The study resulted in a total of 10,990 cycles which could be used for analysis of the 25 μg EE triphasic regimen. The average body mass index of the women involved in the study was 23.7 and their average age was 28.1 years. For these study cycles, the occurrence of irregular bleeding (breakthrough bleeding and/or spotting) is shown in (Table 5). As can be seen, the incidence of irregular bleeding for this 25 μg EE triphasic regimen is unexpectedly comparable to the incidence of irregular bleeding for the 35 μg EE triphasic regimen as described in Comparative Example 1.

PAC SUBJECTS AND METHODS

In an earlier and different study that that conducted in Example 1, there was conducted a randomized, multi-centered, single-cell Phase III study to evaluate a triphasic regimen of norgestimate and ethinyl estradiol (NGM/EE) oral contraceptive. In this triphasic regimen there was administered in the first phase a tablet containing 0.180 mg of norgestimate +35 μg EE once a day for 7 days; in the second phase a tablet containig 0.215 mg of norgestimate +35 μg EE once a day for 7 days; and in the third phase a tablet containing 0.250 mg of norgestimate +35 μg EE; followed by 7 days of placebo tablets. All investigators used a common protocol and case record forms. Each investigator was to enroll a block of 50 subjects for a total of 1800 subjects. Investigators were selected on the basis of their experience in family planning. Investigator sites were selected to include regions throughout the United States in clinic and private settings, in order to reduce demographic bias. Each subject was expected to complete 24 consecutive cycles of therapy and be involved in the study for a maximum of 28 months (including post-therapy follow-up).
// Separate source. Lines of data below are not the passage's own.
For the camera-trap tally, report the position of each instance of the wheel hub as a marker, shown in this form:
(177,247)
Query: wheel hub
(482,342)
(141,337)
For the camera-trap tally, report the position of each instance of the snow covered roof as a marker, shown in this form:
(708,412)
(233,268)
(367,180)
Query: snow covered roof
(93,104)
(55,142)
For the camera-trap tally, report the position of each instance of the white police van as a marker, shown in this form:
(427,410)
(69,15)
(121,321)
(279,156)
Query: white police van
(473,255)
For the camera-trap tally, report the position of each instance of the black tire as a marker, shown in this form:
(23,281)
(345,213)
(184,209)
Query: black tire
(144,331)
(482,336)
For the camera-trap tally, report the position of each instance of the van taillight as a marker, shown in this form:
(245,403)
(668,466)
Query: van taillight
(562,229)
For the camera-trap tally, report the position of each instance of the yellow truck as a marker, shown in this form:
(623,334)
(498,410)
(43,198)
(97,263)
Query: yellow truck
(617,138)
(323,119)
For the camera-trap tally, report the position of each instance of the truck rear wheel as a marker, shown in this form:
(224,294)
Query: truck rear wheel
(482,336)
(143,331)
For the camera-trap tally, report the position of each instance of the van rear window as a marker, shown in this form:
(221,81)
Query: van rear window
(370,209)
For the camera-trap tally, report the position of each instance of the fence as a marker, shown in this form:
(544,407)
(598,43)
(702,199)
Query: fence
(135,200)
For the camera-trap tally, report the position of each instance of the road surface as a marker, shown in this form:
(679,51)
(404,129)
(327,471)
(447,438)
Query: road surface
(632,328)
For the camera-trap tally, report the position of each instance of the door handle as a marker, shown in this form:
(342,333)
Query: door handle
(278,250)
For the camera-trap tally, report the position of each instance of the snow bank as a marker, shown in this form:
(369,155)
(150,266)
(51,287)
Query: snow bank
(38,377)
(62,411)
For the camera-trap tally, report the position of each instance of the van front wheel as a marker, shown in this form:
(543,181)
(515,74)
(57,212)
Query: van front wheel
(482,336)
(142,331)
To be admitted to the study, each woman had to meet the inclusion criteria and exhibit none of the exclusion characteristics including contraindications to oral contraceptive use.
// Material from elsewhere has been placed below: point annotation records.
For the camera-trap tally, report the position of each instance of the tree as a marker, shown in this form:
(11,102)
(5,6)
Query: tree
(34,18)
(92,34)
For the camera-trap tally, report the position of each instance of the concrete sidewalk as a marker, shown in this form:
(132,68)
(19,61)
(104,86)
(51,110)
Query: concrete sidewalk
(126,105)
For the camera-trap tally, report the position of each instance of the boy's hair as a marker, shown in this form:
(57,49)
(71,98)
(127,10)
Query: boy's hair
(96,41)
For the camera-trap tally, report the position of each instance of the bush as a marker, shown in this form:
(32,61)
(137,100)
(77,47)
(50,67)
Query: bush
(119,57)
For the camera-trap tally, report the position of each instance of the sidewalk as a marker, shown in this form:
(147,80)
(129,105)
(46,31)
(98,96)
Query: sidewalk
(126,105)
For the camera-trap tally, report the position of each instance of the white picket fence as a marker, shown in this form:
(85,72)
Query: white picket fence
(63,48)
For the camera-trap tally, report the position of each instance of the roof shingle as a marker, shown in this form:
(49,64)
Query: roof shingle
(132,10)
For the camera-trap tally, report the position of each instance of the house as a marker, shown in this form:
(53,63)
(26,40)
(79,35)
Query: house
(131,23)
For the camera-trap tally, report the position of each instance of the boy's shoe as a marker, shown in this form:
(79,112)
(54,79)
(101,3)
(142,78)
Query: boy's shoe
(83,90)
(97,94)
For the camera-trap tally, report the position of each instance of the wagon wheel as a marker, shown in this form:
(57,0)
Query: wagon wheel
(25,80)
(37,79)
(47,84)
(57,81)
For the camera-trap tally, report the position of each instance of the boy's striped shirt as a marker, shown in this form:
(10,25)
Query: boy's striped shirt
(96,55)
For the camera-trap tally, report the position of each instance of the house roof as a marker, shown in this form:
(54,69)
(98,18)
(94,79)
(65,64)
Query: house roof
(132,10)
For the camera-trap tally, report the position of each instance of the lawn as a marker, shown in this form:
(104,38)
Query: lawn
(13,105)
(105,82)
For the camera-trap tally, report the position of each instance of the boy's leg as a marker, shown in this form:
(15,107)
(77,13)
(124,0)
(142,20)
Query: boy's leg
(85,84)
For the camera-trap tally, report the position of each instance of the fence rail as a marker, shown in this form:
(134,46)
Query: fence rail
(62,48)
To be eligible, women had to meet the following inclusion criteria:

1. In good health with no evidence of infertility as confirmed by medical history, physical (including vital signs) and gynecological examination

2. 18 to 38 years of age

3. not pregnant: postpartum and post-abortal subjects may be admitted to the study on their first spontaneous menses after termination of pregnancy

4. have regular menstrual cycles

5. have regular coitus

6. have a Papanicolaou smear with no evidence of dysplasia

7. agree to discontinue use of all other means of contraception during the on-therapy cycles

8. have at least one normal menstrual cycle following the removal of an intrauterine device

The exclusion criteria included commonly accepted contraindications to steroid hormonal therapy, and additional study-related items as follows:

1. thrombophlebitis or thromboembolic disorders

2. a past history of deep vein thrombophlebitis or thromboembotic disorders

3. cerebral vascular or coronary artery disease

4. known or suspected carcinoma of the breast

5. known or suspected estrogen-dependent neoplasia

6. undiagnosed, abnormal genital bleeding

7. benign or malignant liver tumor which developed during the use of oral contraceptives or other estrogen-containing products

8. any neurovascular lesion of the eve or serious visual disturbance at the pre-therapy examination

Also excluded were those women who had used any investigational drug within 30 days prior to admission into the study, with the exception of norgestimate.

The study resulted in a total of 16,718 cycles which could be used for analysis of the 35 μg EE triphasic regimen. The average weight of the women involved in the study was 135.8 pounds and their average age was 24.8. years. For these study cycles, the occurrence of irregular bleeding (breakthrough bleeding and/or spotting) is shown in (Table 5).

TABLE 5
Total BTB and/or
Spotting
(% of subjects)
Cycle 25 μg EE 35 μg EE
1 16.8 16.9
2 15.7 13.1
3 12.5 12.6
4 13.1 10.1
5 11.1 7.6
6 11.5 9.4
7-12 8.8 7.3

Having described the invention in specific detail and exemplified the manner in which it may be carried into practice, it will be apparent to those skilled in the art that imnumerable variations, applications, modifications, and extensions of the basic principles involved may be made without departing from its spirit or scope. It is to be understood that the foregoing is merely exemplary and the present invention is not to be limited to the specific form or arrangements of parts herein described and shown.